Beoordeling van het vonnis
Het vonnis waarvan beroep kan niet in stand blijven, omdat het hof zich daarmee niet verenigt.
Beoordeling van de vordering
Bij de beoordeling in hoger beroep van de vordering van het openbaar ministerie tot ontneming van wederrechtelijk verkregen voordeel betrekt het hof dat de betrokkene bij arrest van 11 juli 2023 van dit gerechtshof is vrijgesproken van het in zijn strafzaak onder 6a tenlastegelegde, te weten het medeplegen van witwassen van een geldbedrag van €73.875,00.

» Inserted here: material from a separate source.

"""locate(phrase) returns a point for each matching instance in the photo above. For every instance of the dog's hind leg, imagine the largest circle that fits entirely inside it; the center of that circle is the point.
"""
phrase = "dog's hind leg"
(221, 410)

Nu de vordering tot ontneming van wederrechtelijk verkregen voordeel is gebaseerd op het in zijn strafzaak onder 6a tenlastegelegde, voor welk feit in hoger beroep geen veroordeling is gevolgd, verklaart het hof het openbaar ministerie niet-ontvankelijk in de vordering.

BESLISSING

Het hof:
Vernietigt het vonnis waarvan beroep en doet opnieuw recht:
Verklaart het openbaar ministerie niet-ontvankelijk in de vordering tot ontneming van het wederrechtelijk verkregen voordeel.
Dit arrest is gewezen door mr. H.C. Plugge,
mr. A.L. Frenkel en mr. T.J. Sleeswijk Visser, in bijzijn van de griffier mr. S. Roos.
Het is uitgesproken op de openbare terechtzitting van het hof van 11 juli 2023.
Mr. H.C. Plugge en mr. A.L. Frenkel zijn buiten staat dit arrest mede te ondertekenen.